Léon, célèbre pour sa réputation de fauteur de troubles, venait d’être humilié publiquement, et sa vie avait failli basculer. Il ne pouvait jamais accepter cela.

Ses yeux, embués par la douleur et la rage, sont devenus rouges, le sang coulant dans sa gorge, tandis que ses dents, jadis blanches, se teintaient d’écarlate.

Il a balbutié : « Ne… la laissez pas… aujourd’hui… je vais… la tuer… »

Lola, s’appuyant sur ses jambes douloureuses, s’est levée en titubant. En entendant les menaces de l’homme au sol, elle a écrasé avec son talon pointu le bout de ses doigts, le dominant du regard, jetant un coup d’œil aux bouteilles éparpillées.

Mais, à l’instant critique, Louis a saisi son poignet.

Il a jeté un regard aux gardes Renaud, hésitant à intervenir contre Lola.

À Paris, un simple regard du chef de la famille Martin suffisait à glacer le sang de n’importe qui. Aucun d’eux n’a osé bouger.
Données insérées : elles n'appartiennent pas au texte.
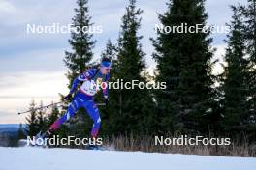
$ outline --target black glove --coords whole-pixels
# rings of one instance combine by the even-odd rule
[[[72,99],[72,94],[67,95],[66,97],[64,97],[64,99],[66,100],[71,100]]]

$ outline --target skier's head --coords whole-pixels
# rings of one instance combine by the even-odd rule
[[[109,73],[111,71],[111,67],[112,67],[112,62],[109,58],[103,58],[101,60],[100,70],[103,74]]]

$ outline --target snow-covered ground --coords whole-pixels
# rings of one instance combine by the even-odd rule
[[[1,148],[0,170],[255,170],[256,158],[88,151]]]

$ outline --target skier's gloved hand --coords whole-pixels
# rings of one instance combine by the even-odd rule
[[[64,97],[64,99],[66,100],[71,100],[72,99],[72,94],[67,95],[66,97]]]

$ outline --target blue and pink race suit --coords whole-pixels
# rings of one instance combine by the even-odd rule
[[[91,129],[91,136],[97,137],[99,132],[101,118],[99,109],[93,100],[93,96],[100,90],[103,90],[105,98],[108,98],[108,86],[109,73],[103,74],[97,69],[90,69],[83,73],[80,74],[72,84],[70,94],[73,94],[79,83],[81,83],[79,91],[75,95],[72,102],[70,103],[67,112],[59,119],[57,119],[51,126],[52,130],[56,130],[60,126],[72,118],[75,113],[81,107],[84,107],[89,117],[93,120],[93,126]]]

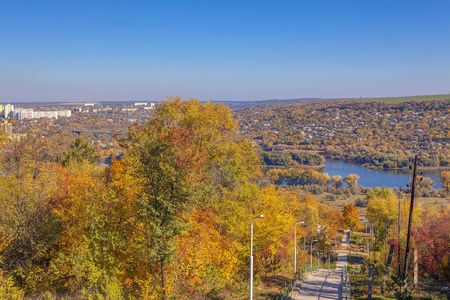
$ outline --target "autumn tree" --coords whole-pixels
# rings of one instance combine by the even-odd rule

Encore une fois. Et encore. Lola a soupiré intérieurement, lassée de ce spectacle.

« Lâche-moi ! »

Elle a violemment repoussé sa main. Sous les faisceaux de lumière colorée, elle l’a fixé, les yeux remplis de larmes et de haine.

« Louis Martin… tu es vraiment impitoyable. »

Un chèque a flotté doucement et est tombé aux pieds de Léon. Celui des cinq millions.

Sans se retourner, elle a quitté le club. Derrière elle, Antoine la suivait.

« Madame Martin… »

Mais avant même qu’il ne finisse sa phrase, Lola était déjà montée dans sa voiture.

La portière a claqué, le moteur a rugi, et elle est partie.

La voiture, vitres et portes closes, s’est remplie de l’odeur mêlée de l’alcool et de sang, écœurante. Lola a frissonné de dégoût.

De retour à sa résidence de Fontainebleau, elle a jeté ses vêtements dans la poubelle, marchant pieds nus jusqu’à la salle de bain. L’eau chaude s’écoulait sur sa tête, mais ne parvenait pas à réchauffer le froid qui venait de ses os.

Soudain, la porte de la salle de bain s’est ouverte. C’était sa chambre, et Lola n’avait pas l’habitude de verrouiller la porte en se lavant. Dans cette maison, personne n’osait entrer sans y être invité.

À travers la vapeur et l’humidité, elle a croisé le regard glacé de Louis.